Facebook introduced a new censorship policy today that has gone full-on woke, using terms from Critical Race Theory (CRT) like “intersectionality” to protect two new classes of people; journalists and human rights activists. Facebook described them as “involuntary public figures.”

Both journalists and human rights workers rely heavily on social media to get their message out and Facebook says they are people who might be “vulnerable and marginalized” on Facebook.

Hence, the new policy.

 

Human rights workers outside of the U.S. might be “vulnerable and marginalized” but can the same be said for journalists inside the United States?

Not by a long shot. Journalists are among the most elite in the country. They are hardly public figures by accident. Anyone who writes for a living or who performs for an audience — which includes journalists — wants the largest number of people to pay attention to them.

And does “human rights activists” include someone like Stacey Abrams, the Georgia gubernatorial candidate who claimed the election was stolen from her?

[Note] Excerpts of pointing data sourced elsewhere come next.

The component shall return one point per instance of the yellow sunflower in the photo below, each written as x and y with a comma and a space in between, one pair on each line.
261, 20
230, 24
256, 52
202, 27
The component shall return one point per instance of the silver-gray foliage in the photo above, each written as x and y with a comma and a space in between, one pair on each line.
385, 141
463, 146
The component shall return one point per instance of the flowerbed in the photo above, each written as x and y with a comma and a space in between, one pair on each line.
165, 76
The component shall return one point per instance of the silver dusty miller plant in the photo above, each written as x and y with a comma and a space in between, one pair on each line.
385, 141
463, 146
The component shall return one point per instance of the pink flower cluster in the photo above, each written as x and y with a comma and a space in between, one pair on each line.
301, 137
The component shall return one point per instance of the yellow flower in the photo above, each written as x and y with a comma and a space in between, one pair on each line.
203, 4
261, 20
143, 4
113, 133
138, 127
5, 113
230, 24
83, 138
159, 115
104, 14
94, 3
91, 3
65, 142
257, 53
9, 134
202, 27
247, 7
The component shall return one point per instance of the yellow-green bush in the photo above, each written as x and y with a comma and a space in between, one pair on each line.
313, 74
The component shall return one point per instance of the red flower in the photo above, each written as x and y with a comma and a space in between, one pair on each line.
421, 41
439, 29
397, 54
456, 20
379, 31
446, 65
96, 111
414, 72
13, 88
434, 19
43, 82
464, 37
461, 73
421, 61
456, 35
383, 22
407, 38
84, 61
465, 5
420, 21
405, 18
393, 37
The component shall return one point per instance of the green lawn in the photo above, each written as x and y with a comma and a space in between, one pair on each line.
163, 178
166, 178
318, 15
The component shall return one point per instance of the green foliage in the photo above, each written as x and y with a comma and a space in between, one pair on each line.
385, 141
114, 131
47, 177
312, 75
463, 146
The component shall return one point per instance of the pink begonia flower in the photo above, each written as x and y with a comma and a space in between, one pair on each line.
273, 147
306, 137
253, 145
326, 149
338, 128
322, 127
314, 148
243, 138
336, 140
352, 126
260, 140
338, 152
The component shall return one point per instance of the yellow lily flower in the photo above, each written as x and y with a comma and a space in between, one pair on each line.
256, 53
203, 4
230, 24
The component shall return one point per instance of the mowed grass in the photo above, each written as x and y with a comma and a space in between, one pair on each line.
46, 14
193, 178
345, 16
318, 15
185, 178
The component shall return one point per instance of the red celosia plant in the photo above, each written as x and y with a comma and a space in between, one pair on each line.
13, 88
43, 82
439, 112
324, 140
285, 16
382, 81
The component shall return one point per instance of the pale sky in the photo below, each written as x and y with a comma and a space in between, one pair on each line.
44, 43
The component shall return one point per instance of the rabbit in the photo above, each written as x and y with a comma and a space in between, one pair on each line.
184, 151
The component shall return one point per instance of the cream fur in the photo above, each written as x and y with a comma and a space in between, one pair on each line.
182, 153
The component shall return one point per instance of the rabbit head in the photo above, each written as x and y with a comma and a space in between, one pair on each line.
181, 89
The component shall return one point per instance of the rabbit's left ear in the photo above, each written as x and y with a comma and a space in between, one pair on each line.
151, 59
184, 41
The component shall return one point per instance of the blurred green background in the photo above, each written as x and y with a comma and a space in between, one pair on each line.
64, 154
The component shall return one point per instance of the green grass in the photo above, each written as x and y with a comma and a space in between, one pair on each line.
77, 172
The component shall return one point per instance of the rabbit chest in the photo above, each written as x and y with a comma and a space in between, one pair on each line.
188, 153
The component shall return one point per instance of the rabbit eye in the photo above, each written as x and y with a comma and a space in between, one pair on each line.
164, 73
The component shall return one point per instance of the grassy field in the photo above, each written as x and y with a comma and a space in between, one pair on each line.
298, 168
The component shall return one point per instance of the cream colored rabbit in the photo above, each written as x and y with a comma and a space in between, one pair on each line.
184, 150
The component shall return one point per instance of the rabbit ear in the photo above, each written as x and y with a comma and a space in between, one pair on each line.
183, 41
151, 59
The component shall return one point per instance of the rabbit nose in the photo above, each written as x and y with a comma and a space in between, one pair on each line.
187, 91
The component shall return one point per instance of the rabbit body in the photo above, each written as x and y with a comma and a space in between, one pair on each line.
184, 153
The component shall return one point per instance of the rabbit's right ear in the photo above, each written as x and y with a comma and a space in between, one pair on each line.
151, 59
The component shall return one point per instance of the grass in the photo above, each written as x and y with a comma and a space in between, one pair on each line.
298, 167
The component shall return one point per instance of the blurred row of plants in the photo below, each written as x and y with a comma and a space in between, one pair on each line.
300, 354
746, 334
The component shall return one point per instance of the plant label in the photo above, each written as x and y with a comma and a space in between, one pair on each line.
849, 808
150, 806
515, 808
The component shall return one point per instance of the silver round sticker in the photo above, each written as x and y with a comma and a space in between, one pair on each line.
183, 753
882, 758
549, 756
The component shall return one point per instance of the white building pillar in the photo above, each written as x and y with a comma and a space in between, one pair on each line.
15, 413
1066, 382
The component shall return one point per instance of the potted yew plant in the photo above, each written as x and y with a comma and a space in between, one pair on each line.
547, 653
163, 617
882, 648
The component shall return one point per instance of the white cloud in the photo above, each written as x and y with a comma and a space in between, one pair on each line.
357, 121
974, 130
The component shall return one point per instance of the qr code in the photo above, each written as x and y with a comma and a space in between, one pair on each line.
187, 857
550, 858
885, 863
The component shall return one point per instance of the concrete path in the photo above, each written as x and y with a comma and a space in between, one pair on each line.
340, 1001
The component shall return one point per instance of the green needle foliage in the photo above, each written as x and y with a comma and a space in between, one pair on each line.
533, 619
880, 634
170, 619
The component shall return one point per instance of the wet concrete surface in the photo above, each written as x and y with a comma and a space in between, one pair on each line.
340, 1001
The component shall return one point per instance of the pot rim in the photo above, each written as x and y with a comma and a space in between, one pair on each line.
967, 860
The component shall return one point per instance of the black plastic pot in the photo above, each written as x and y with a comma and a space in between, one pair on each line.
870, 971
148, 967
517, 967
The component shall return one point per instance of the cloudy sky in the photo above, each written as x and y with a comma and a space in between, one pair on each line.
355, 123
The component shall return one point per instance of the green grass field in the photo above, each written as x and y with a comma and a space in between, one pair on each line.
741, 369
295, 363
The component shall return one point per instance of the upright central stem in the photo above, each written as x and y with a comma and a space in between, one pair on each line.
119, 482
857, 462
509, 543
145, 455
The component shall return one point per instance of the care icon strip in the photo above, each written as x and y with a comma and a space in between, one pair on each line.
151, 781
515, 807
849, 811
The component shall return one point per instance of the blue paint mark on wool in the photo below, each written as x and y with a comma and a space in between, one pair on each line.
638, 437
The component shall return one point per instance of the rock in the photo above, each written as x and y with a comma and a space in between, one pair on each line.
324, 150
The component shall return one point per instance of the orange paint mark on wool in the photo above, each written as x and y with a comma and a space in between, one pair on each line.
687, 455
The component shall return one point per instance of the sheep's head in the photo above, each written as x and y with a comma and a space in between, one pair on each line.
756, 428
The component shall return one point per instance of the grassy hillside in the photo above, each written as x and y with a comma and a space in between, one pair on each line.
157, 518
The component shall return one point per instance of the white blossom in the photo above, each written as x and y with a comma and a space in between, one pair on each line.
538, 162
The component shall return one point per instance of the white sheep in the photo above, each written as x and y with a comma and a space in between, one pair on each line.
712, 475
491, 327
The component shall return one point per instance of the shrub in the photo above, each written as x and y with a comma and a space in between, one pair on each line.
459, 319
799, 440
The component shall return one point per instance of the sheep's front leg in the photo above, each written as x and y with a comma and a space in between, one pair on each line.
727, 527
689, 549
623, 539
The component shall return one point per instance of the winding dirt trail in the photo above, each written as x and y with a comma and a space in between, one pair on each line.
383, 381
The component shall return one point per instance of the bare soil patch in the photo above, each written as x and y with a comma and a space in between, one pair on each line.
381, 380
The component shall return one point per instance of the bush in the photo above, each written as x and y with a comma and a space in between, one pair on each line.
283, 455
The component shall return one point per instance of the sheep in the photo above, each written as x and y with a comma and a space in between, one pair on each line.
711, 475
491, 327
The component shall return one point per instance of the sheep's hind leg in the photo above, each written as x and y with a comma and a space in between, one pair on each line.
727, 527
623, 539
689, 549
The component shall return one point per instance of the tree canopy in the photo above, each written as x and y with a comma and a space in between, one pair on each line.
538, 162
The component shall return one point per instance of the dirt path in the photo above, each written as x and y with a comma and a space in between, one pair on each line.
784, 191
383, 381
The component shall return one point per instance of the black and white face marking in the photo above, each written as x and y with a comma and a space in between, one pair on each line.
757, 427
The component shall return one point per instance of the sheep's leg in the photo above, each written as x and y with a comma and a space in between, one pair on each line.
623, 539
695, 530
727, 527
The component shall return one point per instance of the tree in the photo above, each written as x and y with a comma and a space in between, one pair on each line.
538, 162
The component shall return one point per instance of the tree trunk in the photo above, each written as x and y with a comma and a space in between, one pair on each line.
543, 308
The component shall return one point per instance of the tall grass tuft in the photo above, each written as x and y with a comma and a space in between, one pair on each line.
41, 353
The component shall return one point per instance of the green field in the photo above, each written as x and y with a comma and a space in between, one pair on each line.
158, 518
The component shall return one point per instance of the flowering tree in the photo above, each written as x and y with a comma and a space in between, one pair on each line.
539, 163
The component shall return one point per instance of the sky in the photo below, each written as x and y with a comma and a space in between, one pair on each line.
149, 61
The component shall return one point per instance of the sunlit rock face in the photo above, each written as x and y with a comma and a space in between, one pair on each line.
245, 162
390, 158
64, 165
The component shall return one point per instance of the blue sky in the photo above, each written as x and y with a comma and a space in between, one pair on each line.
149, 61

Democrats like to pitch her as a civil rights activist, despite her false claim the election was stolen from her. Is that the same as a “human rights” activist?

And as far as marginalization goes, Abrams just got a 29 million dollar investment from venture capitalists to expand her company following the $9.5 million she got previously.

But wait, there’s more to it than that. The CRT concept of “intersectionality” that Facebook is applying to human rights workers and journalists is unreasonable. It would submit that Abrams can be a millionaire but still be “vulnerable and marginalized” because she is a Black woman.

And she could be more “vulnerable and marginalized” if she were also gay. Three intersections are better than two.

 The same construct would suggest that CNN’s Don Lemon will be considered “vulnerable and marginalized” because he’s Black and gay.

That’s the concept of intersectionality at work.

Intersectionality says white men cannot be “vulnerable and marginalized.” Everyone else is “vulnerable and marginalized” more or less depending on how many “intersections” they have on the “vulnerable and marginalized” scale.

It’s the modern equivalent of having a vote — or extra votes — because you are a landowner.

While the idea of preventing people on Facebook from openly hoping for someone’s death, sexualizing them, comparing them to animals, or physically threatening them makes a lot of sense. This new policy for “vulnerable and marginalized” journalists and human rights workers has created a class of people who will be exceptions to the rule.

Their cases will be judged by different standards than everyone else. They will have more protection and others will have less.